NY Fed: Engineering grads earn double liberal arts peers in five years
A New York Federal Reserve study shows engineering graduates command salaries up to $90,000 within five years, underscoring the steep wage premium tech sectors continue to pay for early-career talent.
Computer engineering graduates earn a median salary of $90,000 within five years of graduation, according to a New York Federal Reserve study on labor market outcomes. The research highlights a stark divide in early-career earnings, with eight of the top 10 highest-paying majors falling within the engineering discipline.
Specialist engineering fields command the highest premiums. Chemical and aerospace engineering graduates both earn $85,000, while electrical and industrial engineering graduates take home $82,000 and $83,000, respectively. Mechanical engineering pays $80,000, while general and miscellaneous engineering both yield $75,000. The only non-engineering degrees to break into this top tier are computer science, which pays a median of $87,000, and finance, where 22 to 27-year-old graduates earn $70,000.
This wage polarization has direct implications for corporate talent budgets and workforce planning. With the average annual cost of college reaching $38,270, the financial return on a degree varies drastically depending on a student's chosen field. Engineering graduates are earning roughly double the median U.S. personal income of $45,180. This forces technology and industrial firms to allocate significant capital to attract entry-level talent, effectively pricing out smaller enterprises from competing for the same candidate pools.
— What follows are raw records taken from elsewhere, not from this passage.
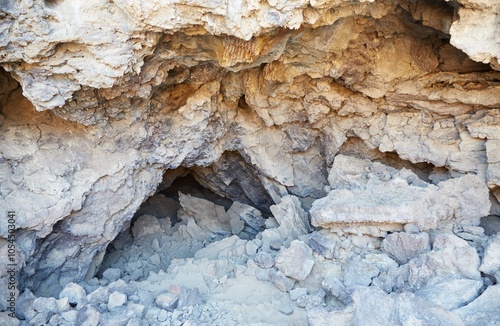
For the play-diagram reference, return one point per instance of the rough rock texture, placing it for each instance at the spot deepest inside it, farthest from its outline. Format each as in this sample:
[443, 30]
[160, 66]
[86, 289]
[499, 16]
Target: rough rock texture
[363, 118]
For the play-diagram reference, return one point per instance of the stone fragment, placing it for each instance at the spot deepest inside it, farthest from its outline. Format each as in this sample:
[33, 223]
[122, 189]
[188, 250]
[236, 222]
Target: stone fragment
[264, 259]
[75, 293]
[45, 305]
[483, 310]
[286, 310]
[112, 274]
[89, 315]
[167, 301]
[282, 282]
[491, 259]
[337, 289]
[359, 272]
[208, 216]
[320, 316]
[403, 246]
[146, 225]
[296, 261]
[450, 256]
[292, 222]
[450, 293]
[116, 299]
[312, 300]
[375, 307]
[375, 194]
[297, 293]
[321, 244]
[249, 215]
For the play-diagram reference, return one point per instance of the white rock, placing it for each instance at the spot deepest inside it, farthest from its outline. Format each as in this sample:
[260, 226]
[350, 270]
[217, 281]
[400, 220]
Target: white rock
[296, 261]
[167, 301]
[146, 225]
[383, 195]
[491, 259]
[116, 299]
[112, 274]
[75, 294]
[210, 217]
[450, 293]
[483, 310]
[403, 246]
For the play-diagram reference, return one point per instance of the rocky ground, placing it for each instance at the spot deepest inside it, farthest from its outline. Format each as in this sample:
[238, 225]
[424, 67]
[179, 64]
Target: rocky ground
[185, 260]
[245, 162]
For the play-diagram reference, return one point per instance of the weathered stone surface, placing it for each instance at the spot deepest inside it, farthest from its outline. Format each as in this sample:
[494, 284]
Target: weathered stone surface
[167, 301]
[75, 293]
[375, 307]
[146, 225]
[116, 299]
[374, 194]
[483, 310]
[491, 260]
[450, 256]
[296, 261]
[254, 100]
[403, 246]
[450, 293]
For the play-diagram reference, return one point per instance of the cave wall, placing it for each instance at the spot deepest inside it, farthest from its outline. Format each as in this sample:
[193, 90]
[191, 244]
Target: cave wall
[112, 94]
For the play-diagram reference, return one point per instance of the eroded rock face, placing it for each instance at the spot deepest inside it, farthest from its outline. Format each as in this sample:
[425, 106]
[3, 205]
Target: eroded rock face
[257, 99]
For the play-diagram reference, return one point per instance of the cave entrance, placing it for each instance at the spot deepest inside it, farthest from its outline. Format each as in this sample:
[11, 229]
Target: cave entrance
[191, 208]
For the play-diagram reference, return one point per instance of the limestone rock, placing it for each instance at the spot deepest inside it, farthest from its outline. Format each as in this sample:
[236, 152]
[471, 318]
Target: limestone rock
[116, 299]
[167, 301]
[296, 261]
[404, 246]
[450, 293]
[385, 196]
[75, 293]
[491, 261]
[210, 217]
[146, 225]
[482, 311]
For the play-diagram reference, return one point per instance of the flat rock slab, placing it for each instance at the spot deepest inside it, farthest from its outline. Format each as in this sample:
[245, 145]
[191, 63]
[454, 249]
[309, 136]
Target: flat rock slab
[386, 196]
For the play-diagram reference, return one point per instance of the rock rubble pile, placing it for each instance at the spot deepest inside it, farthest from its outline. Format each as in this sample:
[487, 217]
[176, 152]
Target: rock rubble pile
[218, 267]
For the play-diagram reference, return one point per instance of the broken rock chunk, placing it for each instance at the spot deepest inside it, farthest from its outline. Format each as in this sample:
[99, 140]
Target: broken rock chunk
[403, 246]
[372, 194]
[296, 261]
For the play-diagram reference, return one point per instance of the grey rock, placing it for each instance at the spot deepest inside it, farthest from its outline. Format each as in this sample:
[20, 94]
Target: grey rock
[450, 256]
[112, 274]
[312, 300]
[296, 261]
[248, 215]
[484, 310]
[88, 316]
[359, 272]
[375, 307]
[450, 293]
[286, 310]
[264, 260]
[320, 316]
[297, 293]
[403, 246]
[491, 260]
[45, 305]
[282, 282]
[167, 301]
[337, 289]
[75, 293]
[116, 299]
[101, 295]
[321, 244]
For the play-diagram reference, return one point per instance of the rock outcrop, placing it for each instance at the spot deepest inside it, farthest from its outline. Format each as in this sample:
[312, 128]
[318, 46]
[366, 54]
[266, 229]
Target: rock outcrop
[361, 138]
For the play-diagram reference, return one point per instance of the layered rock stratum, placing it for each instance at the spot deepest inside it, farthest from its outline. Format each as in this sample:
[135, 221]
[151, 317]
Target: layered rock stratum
[349, 153]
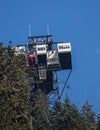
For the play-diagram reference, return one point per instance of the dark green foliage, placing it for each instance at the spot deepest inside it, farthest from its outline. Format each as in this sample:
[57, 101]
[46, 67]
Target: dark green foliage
[17, 112]
[14, 106]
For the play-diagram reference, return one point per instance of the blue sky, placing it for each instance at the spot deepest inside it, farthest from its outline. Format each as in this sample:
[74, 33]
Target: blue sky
[75, 21]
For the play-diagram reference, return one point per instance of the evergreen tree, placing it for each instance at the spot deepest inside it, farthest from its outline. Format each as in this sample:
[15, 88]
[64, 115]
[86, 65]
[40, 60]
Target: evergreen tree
[14, 106]
[89, 116]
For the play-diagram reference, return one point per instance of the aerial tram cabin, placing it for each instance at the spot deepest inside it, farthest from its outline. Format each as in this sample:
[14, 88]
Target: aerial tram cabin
[64, 52]
[42, 56]
[20, 50]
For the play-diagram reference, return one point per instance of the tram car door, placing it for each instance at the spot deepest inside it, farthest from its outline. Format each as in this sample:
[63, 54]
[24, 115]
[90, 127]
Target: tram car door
[41, 51]
[64, 52]
[32, 59]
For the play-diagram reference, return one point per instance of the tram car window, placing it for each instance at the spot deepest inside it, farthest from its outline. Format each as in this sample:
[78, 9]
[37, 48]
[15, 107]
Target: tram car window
[41, 51]
[19, 50]
[64, 52]
[53, 59]
[32, 59]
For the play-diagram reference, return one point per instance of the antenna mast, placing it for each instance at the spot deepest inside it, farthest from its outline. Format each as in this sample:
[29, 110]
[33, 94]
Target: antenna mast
[48, 29]
[29, 30]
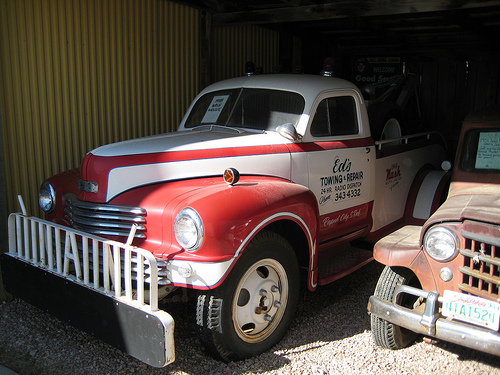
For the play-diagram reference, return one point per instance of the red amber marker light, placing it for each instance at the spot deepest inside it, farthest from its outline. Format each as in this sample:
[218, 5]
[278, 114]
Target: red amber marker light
[231, 176]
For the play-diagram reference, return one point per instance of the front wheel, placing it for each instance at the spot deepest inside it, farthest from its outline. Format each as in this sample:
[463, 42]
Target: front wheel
[251, 311]
[389, 335]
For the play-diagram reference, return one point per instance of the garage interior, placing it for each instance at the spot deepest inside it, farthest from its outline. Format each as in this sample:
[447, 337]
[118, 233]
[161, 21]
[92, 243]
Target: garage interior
[452, 47]
[449, 49]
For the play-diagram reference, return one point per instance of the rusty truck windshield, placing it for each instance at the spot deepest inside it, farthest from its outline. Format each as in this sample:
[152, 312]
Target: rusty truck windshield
[261, 109]
[481, 151]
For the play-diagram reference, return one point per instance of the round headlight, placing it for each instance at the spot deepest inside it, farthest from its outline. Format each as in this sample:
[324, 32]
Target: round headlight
[441, 243]
[47, 198]
[188, 229]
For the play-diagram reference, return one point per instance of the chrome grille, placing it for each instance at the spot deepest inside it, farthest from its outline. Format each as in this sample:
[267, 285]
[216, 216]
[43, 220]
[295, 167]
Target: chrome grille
[481, 269]
[104, 219]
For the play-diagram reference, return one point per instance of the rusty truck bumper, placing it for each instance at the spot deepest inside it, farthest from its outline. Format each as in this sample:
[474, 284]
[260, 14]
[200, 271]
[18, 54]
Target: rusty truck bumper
[432, 323]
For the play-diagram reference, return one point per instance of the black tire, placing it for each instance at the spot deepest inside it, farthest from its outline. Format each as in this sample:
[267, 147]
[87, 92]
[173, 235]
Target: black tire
[386, 121]
[246, 315]
[386, 334]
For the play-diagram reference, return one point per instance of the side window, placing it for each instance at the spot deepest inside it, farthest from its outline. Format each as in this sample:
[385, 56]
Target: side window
[335, 116]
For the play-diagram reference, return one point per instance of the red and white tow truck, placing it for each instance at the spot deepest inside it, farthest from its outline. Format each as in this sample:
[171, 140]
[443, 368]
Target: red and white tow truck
[266, 183]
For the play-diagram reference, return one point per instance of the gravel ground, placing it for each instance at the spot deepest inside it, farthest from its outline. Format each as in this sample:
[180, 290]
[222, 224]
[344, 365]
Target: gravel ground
[330, 335]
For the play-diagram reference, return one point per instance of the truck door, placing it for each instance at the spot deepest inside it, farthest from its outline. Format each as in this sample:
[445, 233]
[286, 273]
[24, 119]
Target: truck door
[340, 164]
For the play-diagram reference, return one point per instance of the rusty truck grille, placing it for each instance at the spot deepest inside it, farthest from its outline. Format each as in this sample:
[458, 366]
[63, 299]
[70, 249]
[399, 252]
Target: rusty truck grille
[104, 219]
[481, 268]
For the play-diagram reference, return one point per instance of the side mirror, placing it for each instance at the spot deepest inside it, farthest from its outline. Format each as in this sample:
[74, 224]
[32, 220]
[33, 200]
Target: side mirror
[446, 166]
[289, 132]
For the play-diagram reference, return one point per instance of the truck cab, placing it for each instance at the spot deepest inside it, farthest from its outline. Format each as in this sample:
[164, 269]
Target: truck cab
[442, 279]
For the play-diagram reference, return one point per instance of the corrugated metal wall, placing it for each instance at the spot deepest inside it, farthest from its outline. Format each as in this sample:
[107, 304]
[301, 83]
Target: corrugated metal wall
[233, 46]
[75, 74]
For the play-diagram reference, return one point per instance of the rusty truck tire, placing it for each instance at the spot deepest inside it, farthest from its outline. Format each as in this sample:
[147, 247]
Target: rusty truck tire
[389, 335]
[253, 308]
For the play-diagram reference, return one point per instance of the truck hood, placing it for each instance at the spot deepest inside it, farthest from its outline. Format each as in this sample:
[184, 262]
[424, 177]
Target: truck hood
[207, 151]
[480, 204]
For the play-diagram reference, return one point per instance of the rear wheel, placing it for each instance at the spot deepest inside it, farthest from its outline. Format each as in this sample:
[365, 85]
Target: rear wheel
[389, 335]
[251, 311]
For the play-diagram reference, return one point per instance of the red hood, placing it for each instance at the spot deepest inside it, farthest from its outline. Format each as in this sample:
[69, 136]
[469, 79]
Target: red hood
[113, 169]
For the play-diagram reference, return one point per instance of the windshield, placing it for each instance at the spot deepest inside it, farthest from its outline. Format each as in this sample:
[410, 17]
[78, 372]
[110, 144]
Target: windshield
[261, 109]
[481, 151]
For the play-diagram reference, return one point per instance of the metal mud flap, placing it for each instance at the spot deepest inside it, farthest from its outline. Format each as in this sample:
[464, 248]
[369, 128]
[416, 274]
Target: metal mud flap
[91, 283]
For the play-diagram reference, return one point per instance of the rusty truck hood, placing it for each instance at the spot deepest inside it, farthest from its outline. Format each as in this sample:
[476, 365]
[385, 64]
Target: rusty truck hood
[480, 203]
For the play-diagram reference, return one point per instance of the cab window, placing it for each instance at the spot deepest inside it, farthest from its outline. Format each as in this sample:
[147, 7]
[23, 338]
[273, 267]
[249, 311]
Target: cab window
[335, 116]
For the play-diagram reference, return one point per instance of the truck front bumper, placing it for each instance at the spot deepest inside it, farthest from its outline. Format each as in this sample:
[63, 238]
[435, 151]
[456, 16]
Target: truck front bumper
[432, 323]
[105, 288]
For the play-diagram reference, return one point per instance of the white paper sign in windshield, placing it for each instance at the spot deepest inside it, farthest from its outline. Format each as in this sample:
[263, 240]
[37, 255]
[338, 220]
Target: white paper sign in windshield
[214, 109]
[488, 151]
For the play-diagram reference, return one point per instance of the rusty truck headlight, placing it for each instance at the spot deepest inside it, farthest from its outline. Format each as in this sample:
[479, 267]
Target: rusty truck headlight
[188, 229]
[441, 243]
[47, 198]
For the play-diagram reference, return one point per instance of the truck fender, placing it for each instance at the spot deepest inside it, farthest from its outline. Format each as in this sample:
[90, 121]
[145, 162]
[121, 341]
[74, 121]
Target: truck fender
[402, 249]
[427, 193]
[233, 215]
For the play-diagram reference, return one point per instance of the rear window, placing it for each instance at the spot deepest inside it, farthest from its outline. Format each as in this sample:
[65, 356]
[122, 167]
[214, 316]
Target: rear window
[481, 151]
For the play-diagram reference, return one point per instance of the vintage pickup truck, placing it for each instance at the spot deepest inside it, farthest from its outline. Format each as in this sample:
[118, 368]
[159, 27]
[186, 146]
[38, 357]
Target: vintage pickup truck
[442, 279]
[267, 181]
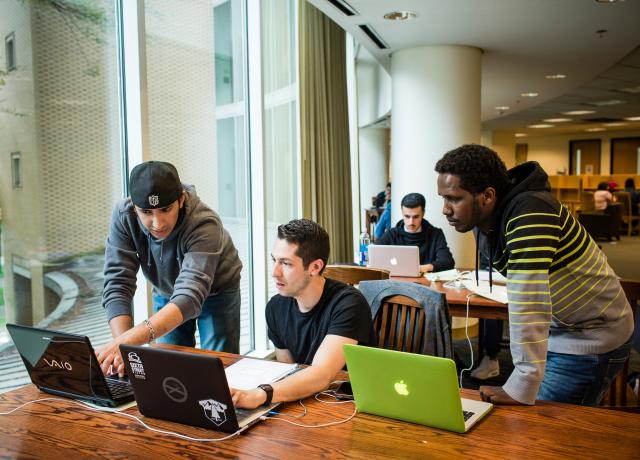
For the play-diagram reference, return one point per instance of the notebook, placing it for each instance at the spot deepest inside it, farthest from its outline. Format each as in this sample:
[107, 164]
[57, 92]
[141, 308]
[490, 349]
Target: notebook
[65, 364]
[413, 388]
[190, 388]
[399, 260]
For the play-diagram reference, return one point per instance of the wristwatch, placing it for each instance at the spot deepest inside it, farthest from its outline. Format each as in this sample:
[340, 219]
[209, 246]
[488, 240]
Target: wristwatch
[268, 389]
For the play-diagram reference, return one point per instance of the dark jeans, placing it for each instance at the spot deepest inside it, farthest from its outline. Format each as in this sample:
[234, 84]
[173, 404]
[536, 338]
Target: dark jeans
[581, 379]
[218, 323]
[492, 336]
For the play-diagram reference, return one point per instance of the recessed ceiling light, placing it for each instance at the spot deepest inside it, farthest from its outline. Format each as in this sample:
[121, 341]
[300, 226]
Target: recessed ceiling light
[556, 120]
[579, 112]
[400, 15]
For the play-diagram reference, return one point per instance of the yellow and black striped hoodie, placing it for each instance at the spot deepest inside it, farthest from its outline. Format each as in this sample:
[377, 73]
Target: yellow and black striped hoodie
[563, 295]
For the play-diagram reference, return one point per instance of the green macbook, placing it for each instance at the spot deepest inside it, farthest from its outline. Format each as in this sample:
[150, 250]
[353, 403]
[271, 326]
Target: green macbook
[413, 388]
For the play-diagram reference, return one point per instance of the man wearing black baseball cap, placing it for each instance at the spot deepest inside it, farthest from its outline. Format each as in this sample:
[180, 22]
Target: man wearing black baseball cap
[186, 254]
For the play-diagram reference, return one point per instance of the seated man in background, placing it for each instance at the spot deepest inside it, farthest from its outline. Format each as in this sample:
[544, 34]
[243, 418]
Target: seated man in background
[570, 323]
[602, 197]
[414, 230]
[310, 319]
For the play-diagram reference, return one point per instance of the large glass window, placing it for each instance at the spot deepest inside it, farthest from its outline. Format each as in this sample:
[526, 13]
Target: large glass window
[195, 90]
[279, 74]
[59, 110]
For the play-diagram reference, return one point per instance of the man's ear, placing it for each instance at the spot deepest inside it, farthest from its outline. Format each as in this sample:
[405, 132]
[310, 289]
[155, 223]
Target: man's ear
[489, 196]
[315, 267]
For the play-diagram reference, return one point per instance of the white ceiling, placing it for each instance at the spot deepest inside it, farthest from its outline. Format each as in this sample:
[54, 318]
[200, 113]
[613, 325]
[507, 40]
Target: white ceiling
[522, 41]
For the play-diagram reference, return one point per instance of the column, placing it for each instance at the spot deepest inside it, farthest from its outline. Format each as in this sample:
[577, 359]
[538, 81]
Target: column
[436, 107]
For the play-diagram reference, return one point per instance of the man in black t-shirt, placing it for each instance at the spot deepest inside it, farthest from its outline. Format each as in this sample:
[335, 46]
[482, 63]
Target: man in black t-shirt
[414, 230]
[310, 319]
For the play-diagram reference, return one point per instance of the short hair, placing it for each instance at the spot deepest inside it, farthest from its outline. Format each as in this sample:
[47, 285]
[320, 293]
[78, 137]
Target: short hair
[311, 238]
[413, 200]
[478, 167]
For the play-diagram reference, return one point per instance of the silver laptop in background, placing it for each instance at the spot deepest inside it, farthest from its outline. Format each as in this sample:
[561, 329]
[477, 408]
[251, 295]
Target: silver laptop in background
[399, 260]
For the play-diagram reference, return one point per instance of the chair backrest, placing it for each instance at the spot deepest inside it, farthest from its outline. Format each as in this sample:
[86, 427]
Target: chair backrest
[353, 274]
[624, 198]
[400, 324]
[620, 395]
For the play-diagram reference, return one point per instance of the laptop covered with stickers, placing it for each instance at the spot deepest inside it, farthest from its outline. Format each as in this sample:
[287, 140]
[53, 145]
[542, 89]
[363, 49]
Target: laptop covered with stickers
[184, 387]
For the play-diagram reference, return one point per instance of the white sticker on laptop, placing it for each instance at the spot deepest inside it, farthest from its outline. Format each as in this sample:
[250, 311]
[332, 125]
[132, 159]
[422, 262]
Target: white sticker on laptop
[136, 366]
[215, 411]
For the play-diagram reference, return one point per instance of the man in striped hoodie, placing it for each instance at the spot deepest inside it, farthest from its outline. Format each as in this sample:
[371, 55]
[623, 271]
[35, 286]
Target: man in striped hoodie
[570, 322]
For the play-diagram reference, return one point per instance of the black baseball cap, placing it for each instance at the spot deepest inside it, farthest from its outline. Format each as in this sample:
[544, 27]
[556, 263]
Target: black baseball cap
[154, 184]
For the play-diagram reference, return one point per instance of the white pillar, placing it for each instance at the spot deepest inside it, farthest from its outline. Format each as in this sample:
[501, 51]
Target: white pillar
[436, 107]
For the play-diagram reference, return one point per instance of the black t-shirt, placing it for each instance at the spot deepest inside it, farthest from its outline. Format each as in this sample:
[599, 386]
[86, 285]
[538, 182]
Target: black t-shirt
[341, 310]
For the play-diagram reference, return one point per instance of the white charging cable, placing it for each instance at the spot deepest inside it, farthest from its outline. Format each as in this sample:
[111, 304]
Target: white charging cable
[466, 333]
[123, 414]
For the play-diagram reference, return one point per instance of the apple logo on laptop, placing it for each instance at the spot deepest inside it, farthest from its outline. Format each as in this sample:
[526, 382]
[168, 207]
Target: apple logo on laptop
[401, 388]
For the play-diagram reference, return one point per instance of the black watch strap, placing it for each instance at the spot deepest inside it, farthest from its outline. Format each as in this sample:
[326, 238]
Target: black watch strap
[268, 389]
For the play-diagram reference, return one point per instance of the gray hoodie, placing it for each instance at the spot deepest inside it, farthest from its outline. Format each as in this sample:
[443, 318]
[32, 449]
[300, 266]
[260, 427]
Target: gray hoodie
[196, 260]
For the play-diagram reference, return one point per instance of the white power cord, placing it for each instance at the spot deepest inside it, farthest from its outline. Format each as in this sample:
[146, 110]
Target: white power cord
[466, 333]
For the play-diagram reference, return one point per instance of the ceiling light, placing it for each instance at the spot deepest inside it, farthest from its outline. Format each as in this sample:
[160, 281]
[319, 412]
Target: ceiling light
[605, 103]
[579, 112]
[400, 15]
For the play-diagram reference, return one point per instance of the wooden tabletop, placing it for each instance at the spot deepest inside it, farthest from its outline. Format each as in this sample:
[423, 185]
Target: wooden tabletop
[479, 307]
[62, 429]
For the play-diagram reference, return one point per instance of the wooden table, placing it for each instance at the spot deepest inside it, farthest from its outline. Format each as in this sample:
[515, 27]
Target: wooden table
[479, 307]
[61, 429]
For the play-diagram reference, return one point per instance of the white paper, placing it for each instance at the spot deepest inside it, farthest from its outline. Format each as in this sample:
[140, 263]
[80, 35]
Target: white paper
[497, 293]
[249, 373]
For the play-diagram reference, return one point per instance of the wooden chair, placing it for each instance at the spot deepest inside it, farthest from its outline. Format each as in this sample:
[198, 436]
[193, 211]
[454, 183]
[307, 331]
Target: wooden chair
[400, 324]
[353, 274]
[620, 395]
[624, 198]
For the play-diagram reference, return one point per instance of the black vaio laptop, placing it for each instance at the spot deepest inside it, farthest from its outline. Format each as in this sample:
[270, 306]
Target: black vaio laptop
[65, 365]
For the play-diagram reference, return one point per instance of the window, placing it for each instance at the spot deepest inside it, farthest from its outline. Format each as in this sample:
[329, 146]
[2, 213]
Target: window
[16, 173]
[10, 51]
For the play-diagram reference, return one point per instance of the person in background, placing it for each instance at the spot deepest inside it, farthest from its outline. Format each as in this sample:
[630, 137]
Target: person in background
[602, 197]
[384, 222]
[570, 324]
[311, 317]
[414, 230]
[186, 254]
[630, 186]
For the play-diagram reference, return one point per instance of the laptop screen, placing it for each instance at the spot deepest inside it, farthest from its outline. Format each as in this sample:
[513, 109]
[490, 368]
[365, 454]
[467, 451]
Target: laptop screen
[59, 361]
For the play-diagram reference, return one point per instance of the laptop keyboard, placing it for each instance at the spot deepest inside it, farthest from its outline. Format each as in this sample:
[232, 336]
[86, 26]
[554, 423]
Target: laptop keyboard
[119, 389]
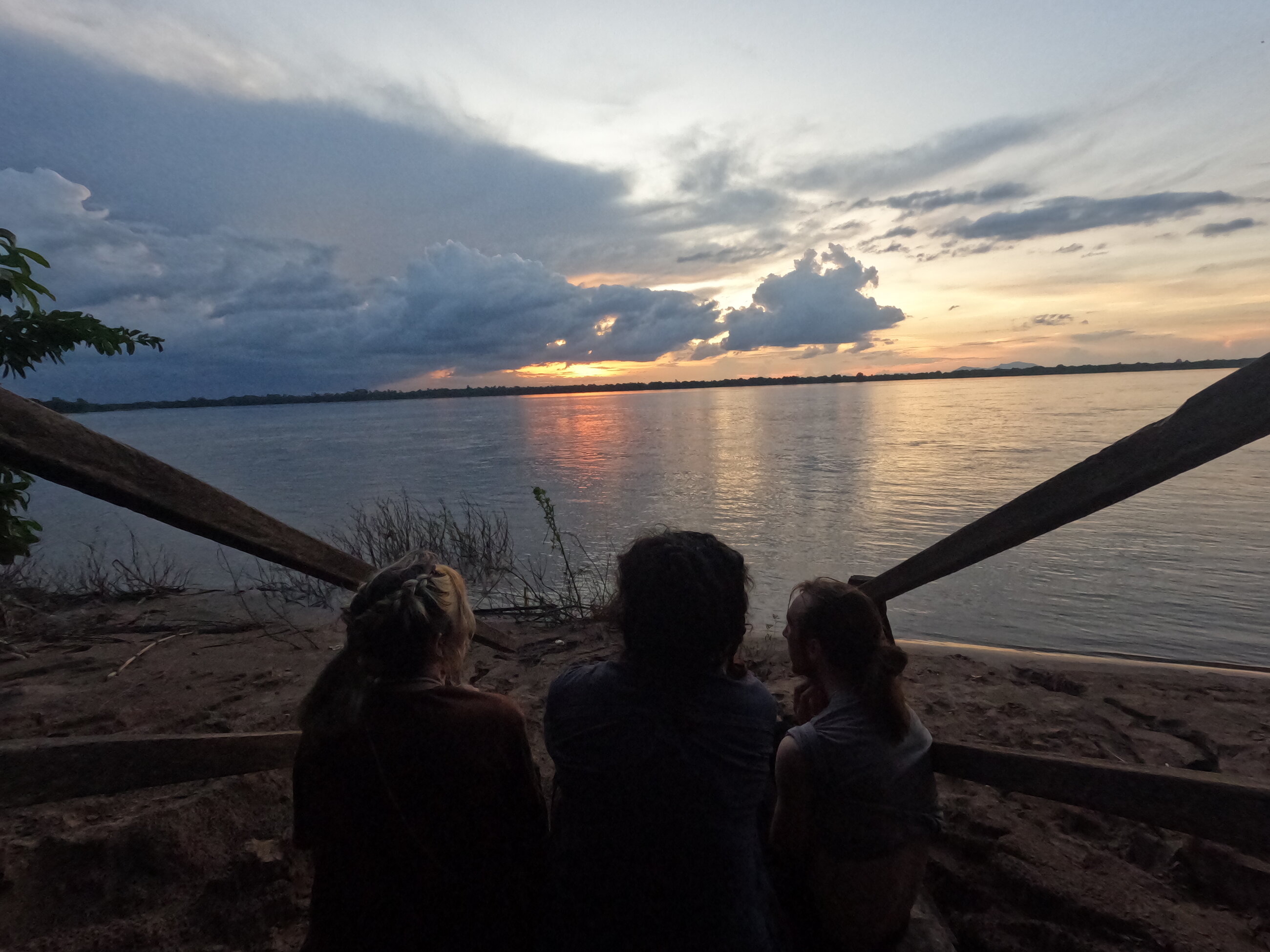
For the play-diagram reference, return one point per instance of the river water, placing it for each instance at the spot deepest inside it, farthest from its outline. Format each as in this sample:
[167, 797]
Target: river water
[807, 480]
By contrast, graduates in the liberal arts, humanities, and even some specialized medical fields face a much flatter earnings curve. Theology, performing arts, and liberal arts graduates tie for the lowest early-career pay at $38,000 annually. Fine arts, elementary education, early childhood education, biology, and anthropology graduates all earn $45,000. Miscellaneous biological science, treatment therapy, and nutrition sciences cap out at $50,000.
The intense market competition for top-tier engineering and computer science talent is reshaping how executives view early-career development. Nvidia co-founder Jensen Huang recently cautioned Stanford Graduate School of Business students that high academic expectations do not necessarily translate to corporate success.
"People with very high expectations have very low resilience—and unfortunately, resilience matters in success," Huang said. "I don’t know how to do it [but] for all of you Stanford students, I wish upon you ample doses of pain and suffering."
"Greatness comes from character and character isn’t formed out of smart people—it’s formed out of people who suffered," he added.
For investors and corporate strategists, the Federal Reserve data reinforces the structural economic shift toward technology and advanced manufacturing. As specialized engineering roles continue to command near-six-figure salaries immediately out of university, companies outside the tech sector will face ongoing pressure to adjust their compensation structures to secure critical technical skills.